サノスがやるせなく、少しむくれた顔を俺に向けてきた。
「出来れば『湯沸かし魔法』以外がいいです⋯」
「ハハハ。嫌なら『氷結魔法』にするか? 『湯沸かし魔法』か『氷結魔法』かの二者択一だな(笑」
俺の言葉にサノスの目が泳ぐ。
『湯沸かし魔法』も『氷結魔法』もサノスは挑んで『魔力切れ』した経験があるのだろう。
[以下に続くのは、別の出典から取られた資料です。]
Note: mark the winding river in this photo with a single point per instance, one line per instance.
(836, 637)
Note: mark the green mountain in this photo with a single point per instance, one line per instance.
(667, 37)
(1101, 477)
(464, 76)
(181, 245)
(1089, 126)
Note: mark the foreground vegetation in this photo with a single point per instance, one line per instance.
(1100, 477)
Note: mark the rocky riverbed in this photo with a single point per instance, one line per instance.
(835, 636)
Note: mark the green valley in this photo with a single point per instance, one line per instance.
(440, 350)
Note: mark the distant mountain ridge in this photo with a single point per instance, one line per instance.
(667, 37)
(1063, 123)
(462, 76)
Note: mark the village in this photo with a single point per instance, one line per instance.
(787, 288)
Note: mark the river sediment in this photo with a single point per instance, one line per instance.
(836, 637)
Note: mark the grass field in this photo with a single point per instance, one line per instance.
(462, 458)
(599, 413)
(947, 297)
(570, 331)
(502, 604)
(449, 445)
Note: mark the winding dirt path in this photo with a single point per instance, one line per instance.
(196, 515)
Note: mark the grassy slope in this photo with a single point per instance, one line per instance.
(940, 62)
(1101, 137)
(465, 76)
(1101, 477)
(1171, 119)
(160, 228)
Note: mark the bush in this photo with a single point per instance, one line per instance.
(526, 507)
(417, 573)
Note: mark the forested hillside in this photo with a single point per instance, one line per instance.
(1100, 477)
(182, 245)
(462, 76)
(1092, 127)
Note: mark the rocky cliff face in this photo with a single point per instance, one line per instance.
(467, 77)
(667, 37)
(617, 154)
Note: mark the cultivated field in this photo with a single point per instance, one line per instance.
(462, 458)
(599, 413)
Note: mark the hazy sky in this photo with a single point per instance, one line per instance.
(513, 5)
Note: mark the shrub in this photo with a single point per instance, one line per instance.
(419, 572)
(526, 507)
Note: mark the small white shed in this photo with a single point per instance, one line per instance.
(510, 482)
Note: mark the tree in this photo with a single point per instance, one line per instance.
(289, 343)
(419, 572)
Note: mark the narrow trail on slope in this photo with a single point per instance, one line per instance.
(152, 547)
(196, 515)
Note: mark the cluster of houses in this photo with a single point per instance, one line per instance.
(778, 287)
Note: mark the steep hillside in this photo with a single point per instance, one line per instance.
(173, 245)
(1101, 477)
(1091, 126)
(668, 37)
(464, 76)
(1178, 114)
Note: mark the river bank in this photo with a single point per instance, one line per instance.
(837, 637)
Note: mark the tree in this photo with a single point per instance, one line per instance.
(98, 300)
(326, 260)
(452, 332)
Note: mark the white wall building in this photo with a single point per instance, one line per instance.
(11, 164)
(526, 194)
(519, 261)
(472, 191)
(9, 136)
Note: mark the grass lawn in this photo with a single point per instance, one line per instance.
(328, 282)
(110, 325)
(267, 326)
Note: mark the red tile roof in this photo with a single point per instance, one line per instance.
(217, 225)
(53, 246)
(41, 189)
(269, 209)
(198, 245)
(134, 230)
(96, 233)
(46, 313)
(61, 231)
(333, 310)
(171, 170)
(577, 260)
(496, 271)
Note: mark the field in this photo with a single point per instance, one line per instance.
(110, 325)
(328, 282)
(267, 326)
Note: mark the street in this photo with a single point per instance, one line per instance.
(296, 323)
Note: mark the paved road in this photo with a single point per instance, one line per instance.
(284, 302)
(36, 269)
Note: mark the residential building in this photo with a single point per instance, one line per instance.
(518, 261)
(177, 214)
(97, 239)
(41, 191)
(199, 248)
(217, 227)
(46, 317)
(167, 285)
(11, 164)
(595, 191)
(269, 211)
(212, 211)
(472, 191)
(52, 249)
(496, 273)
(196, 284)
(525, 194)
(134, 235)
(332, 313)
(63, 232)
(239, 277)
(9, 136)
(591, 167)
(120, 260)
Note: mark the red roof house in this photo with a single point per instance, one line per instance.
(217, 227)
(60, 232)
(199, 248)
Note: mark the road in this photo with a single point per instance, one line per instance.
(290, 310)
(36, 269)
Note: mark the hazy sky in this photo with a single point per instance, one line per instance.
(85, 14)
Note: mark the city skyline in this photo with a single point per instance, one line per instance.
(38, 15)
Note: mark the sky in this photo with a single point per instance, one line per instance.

「これから暑くなる季節だ。『氷結魔法』は氷を作れるから便利だぞ」
「⋯⋯」
サノスが黙る。迷っているのか?
『魔力切れ』を思い出してるのか?
カランコロン
店の出入口の戸に着けた鐘が鳴り来客を報せてきた。
「師匠、私が出ます」
そう言ってサノスが席を立った。
直ぐにサノスが戻ってきて来客を告げる。
「師匠、昨日の騎士さんと父が来ました」
「わかった、サノスは片付けてくれるか?」
そう告げて、サノスと入れ替わりに店に行くと、青年騎士(アイザック)が小箱を両手に持ち、その後ろに軽装備だが帯刀したワイアットが立っていた。
「イチノス殿、荷物を届けに伺った」
「誰からの使いか?」
青年騎士(アイザック)の言葉に切り返して俺が問うと、少し慌てた答えが返ってくる。
「し、失礼した。コンラッド殿からの使いである」
「御苦労、受け取ろう」
そう告げると青年騎士(アイザック)が両手で小箱を差し出してきた。
「中身を確認する故に、暫し待たれよ」
俺は青年騎士(アイザック)から小箱を受け取り、店のカウンターの内側に回り、カウンターの上に小箱を置く。
青年騎士(アイザック)とワイアットが、小箱の中が気になるのか半歩前に出て覗こうとして来る。
ウゥン
俺が咳払いをすると、前のめりだった青年騎士(アイザック)とワイアットが半歩下がり、共に姿勢を直した。
俺は小箱の上に描かれた『魔法円』に『魔素』を流す。
『魔法円』の中央に『フェリスからイチノスへ』の文字が浮かび上がってきた。
カチン
音がして小箱の蓋に掛けられた『魔法鍵』の解ける音がする。
静かに小箱の蓋を開けると、そこには俺を睨み付けるような『魔石光(ませきこう)』を放つそれが見えた。